Questa fanciullina farà i miei stessi errori, ormai è scritto e non può opporsi al suo destino di degrado. Non capisce nessuna delle persone incontrate, dimostrandosi ancora più vuota e pazza del previsto, una bambola rotta.

Oh, mia piccola Alice, sarai stanca. Vieni qui e riposa, il letto è cosi comodo!
Sorrido, senza curarmi di far finire subito la partita di questa nuova pedina con il sottile stiletto, che nascondo dietro la schiena. Nessuno può prendere il mio posto ricordalo falsa "Alice", neppure se lo dicono gli altri.
Ora sono io la regina.

Fante, mi aiuteresti fante a disfarmi delle prove? Gli schizzi di sangue, dal calore fin troppo fastidioso sul mio corpo, si notano sul vermiglio ed il bianco delle coperte, compreso il nero del mio vestito. Potresti bruciarle in un allegro falò? Sarebbe spettacolare per i bambini e monito di festa, mentre nessuno nota nulla a parte noi due colpevoli, legati da un cuore ormai nero.
Ehi signor fante dal cuore spezzato, mio "gemello" perduto, sarai tu il mio amore passeggero d'ora in poi? Ballando seguendo una melodia dimenticata affoghiamo nel nostro dolore, oscuro come l'odio e gelido come il ghiaccio. Non importa chi colpiamo con il nostro egoismo, lo trasciniamo senza rimpianti nell'oblio.
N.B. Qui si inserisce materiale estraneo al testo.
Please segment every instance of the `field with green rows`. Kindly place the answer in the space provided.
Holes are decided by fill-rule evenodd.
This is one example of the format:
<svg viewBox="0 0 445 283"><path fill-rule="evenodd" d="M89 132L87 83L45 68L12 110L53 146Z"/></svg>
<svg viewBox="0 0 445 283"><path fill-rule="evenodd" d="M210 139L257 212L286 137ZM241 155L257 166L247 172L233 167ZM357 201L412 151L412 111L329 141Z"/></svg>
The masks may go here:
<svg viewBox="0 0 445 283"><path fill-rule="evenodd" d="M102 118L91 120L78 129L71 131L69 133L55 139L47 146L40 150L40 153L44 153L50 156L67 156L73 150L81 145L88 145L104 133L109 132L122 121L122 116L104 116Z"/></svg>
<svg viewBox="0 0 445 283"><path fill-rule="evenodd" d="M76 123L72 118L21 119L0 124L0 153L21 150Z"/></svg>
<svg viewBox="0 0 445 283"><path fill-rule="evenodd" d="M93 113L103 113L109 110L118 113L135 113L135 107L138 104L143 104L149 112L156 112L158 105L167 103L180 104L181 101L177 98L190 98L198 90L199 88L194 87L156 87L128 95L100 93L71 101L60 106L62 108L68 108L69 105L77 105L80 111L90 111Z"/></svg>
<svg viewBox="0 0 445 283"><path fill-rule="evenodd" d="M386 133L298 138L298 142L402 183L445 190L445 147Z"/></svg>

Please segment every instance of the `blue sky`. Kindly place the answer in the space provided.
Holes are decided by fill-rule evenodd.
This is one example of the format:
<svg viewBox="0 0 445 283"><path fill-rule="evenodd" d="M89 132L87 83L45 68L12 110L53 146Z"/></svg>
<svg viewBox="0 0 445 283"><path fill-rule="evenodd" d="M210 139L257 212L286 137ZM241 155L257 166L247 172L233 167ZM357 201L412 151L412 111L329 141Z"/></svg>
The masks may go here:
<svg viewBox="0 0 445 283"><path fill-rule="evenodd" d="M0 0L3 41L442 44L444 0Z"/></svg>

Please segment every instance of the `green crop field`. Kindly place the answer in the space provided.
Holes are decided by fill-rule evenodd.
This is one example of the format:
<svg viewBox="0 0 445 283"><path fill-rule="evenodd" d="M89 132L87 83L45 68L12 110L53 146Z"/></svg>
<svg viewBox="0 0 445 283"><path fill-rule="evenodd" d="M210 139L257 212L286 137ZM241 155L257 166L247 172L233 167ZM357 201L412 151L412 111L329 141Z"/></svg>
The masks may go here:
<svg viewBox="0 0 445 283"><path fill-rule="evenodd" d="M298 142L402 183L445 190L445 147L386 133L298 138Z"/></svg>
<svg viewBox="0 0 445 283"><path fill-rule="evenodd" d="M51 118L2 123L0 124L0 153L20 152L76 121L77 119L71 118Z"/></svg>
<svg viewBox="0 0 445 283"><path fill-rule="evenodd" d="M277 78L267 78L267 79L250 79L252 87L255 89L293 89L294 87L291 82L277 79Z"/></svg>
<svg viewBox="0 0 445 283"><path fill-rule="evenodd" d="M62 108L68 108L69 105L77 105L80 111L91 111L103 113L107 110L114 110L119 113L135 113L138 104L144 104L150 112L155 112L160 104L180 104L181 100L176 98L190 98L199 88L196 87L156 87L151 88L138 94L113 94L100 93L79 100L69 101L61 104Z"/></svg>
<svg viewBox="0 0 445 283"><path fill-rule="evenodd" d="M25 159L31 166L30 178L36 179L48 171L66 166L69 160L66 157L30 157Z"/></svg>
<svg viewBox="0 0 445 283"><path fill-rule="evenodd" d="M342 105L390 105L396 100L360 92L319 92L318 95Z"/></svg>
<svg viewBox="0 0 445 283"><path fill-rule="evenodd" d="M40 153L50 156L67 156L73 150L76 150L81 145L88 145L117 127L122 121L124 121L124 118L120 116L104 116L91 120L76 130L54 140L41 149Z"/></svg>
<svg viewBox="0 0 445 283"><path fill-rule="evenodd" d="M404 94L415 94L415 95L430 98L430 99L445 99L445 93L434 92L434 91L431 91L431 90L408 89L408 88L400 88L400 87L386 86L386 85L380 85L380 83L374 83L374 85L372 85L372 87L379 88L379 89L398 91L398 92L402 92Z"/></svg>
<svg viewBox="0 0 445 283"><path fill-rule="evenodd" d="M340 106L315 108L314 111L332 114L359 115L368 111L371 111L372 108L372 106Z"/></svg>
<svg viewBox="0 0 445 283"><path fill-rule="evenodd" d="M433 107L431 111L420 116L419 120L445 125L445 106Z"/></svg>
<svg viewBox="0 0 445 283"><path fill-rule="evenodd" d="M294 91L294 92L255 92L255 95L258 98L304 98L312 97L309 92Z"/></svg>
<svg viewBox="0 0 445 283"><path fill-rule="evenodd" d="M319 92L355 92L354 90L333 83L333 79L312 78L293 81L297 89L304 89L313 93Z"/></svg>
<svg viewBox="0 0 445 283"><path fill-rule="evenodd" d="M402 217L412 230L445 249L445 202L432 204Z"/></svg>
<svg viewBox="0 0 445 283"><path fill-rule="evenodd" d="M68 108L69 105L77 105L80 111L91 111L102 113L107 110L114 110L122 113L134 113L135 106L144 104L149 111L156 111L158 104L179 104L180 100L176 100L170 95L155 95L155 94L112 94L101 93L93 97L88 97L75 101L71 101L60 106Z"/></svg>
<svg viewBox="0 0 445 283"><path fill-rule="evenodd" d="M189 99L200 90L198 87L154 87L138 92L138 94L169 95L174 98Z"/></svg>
"Miei chiari amici, riprendiamoci le nostre vite!" sollevando un bicchiere di vino in alto verso il soffitto decorato della sala, seguita dai presenti entusiasti.

Un patto di fratellanza ed unione di gruppo così fioco, ma abbastanza forte da creare legami essenziali con lo stesso scopo. Riprendiamoci i nostri finali Fante e signor coniglio.. Ah già, mi hai abbandonata da tempo senza che me ne accorgessi, la tua voce non mi raggiunge più, accecata dal suo stesso odio, quello della regina decaduta.
Il buio avvolge ogni cosa, le parole del brucaliffo risuonano nella mente: "ragazzina sei solo una copia, non lo realizzi? Che mente ristretta la tua.." soffia uno sbuffo di fumo violaceo, che cancella il paesaggio ed avvolge ogni cosa, compresa la coscienza.
"Forza Alice è ora di svegliarsi." Mormora piano una voce maschile, chiara, ma allo stesso tempo tremolante e dolce, come quella di una madre.

 

Non voglio lasciare il mio mondo.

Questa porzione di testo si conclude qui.